💬État écologique de l'eauMme la présidente. La parole est à Mme Dominique Voynet.
Mme Dominique Voynet. Madame la ministre de la transition écologique, 2020, 2023, 2025 : votre ministère vit au rythme des mises en demeure de la Commission européenne, qui pointe son incapacité à assurer le bon état écologique de nos rivières et de nos eaux souterraines. Le constat est accablant : 40 % des cours d'eau seulement sont classés en bon état écologique par vos propres services. Pesticides, nitrates, microplastiques, PFAS,… La liste s'allonge des captages d'eau potable interdits à la consommation humaine.
Dans la vallée de la Loue, une des plus belles rivières de France, peinte par Courbet, les truites souffrent d'ulcères répugnants et disparaissent, victimes de la saprolégniose, une maladie directement liée à la pollution azotée. La baignade y est d'ores et déjà interdite et le restera pendant toute la saison estivale. Vous négligez, hélas, les alertes d'Anper-TOS et du collectif SOS Loue, mais la Commission européenne a ouvert en mars une nouvelle procédure d'infraction à l'encontre de notre pays : en l'absence d'une transposition correcte de la directive-cadre européenne sur l'eau, la méthodologie française d'évaluation de l'état écologique des eaux sous-évalue en effet leur dégradation réelle, conduisant à classer en bon état des rivières qui ne le sont pas.
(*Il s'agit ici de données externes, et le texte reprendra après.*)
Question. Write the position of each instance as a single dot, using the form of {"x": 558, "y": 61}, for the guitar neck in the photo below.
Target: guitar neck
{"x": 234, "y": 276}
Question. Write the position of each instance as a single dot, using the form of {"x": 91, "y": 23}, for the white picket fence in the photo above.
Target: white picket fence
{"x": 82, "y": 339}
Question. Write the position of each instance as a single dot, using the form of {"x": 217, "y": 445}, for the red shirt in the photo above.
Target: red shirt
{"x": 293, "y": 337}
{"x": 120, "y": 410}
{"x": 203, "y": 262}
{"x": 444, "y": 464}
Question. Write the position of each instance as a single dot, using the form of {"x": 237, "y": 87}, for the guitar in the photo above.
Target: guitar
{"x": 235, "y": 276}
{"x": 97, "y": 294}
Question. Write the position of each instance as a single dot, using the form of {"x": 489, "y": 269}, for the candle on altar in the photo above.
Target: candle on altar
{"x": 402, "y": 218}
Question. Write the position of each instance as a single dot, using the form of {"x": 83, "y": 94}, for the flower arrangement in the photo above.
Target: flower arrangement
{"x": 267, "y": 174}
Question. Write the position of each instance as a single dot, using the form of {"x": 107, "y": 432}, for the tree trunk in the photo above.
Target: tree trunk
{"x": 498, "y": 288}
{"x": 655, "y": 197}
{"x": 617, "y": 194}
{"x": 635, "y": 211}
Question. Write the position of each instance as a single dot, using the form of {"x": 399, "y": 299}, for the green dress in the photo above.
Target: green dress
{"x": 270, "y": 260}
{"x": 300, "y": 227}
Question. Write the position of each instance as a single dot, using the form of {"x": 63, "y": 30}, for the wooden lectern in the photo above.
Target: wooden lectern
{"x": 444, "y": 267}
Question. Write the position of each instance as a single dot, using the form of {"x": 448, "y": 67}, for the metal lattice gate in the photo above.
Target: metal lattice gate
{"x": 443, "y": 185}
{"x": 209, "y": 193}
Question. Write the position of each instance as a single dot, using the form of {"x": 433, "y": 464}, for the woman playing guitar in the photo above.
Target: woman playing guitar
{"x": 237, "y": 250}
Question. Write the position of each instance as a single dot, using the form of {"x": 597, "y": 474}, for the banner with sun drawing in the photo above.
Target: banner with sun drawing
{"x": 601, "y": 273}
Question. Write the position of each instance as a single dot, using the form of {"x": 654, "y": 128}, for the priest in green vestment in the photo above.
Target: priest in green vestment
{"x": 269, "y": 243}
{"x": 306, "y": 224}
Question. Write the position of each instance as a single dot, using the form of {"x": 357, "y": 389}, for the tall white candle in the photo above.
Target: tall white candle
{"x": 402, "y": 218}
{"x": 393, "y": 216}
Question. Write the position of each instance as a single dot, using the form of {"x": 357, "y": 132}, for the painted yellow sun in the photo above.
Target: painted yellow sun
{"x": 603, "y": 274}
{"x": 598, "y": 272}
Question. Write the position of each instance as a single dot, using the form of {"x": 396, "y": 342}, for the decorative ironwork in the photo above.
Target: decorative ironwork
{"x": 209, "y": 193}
La France disposait de deux mois pour répondre à la Commission. Ce délai est écoulé. Mes questions seront donc simples : le gouvernement a-t-il répondu à la Commission européenne ? Cette réponse sera-t-elle rendue publique ? Surtout, allez-vous enfin affronter la réalité en face et mettre la France en conformité avec ses obligations au titre de la directive « eau », afin que cesse le sacrifice de nos rivières ?
(Applaudissements sur les bancs du groupe EcoS et sur quelques bancs des groupes SOC et GDR.)Mme la présidente. La parole est à Mme la ministre de la transition écologique, de la biodiversité et des négociations internationales sur le climat et la nature.
Mme Monique Barbut, ministre de la transition écologique, de la biodiversité et des négociations internationales sur le climat et la nature. Comme vous le savez, la directive-cadre sur l'eau est la principale réglementation européenne sur la protection de l'eau. Elle impose, depuis l'année 2000, aux États membres d'atteindre un bon état écologique et chimique de toutes les eaux, que ce soit les rivières, les nappes, les lacs ou les eaux côtières. Pour ce faire, les États membres doivent élaborer des plans de gestion par bassin hydrographique, qu'ils doivent réviser tous les six ans avec des obligations de résultat. L'objectif actuellement fixé à 2027 est d'atteindre le bon état des masses d'eau sur les aspects à la fois quantitatifs et qualitatifs, comprenant notamment des mesures de protection de la faune présente dans ces milieux. Pour les masses d'eau trop éloignées initialement de cet objectif, la Commission européenne a autorisé à baisser le niveau d'exigence de « bon état écologique » à « bon potentiel écologique », ce qui permet, pour certains milieux très dégradés, de viser un niveau légèrement moins ambitieux, mais plus pragmatique.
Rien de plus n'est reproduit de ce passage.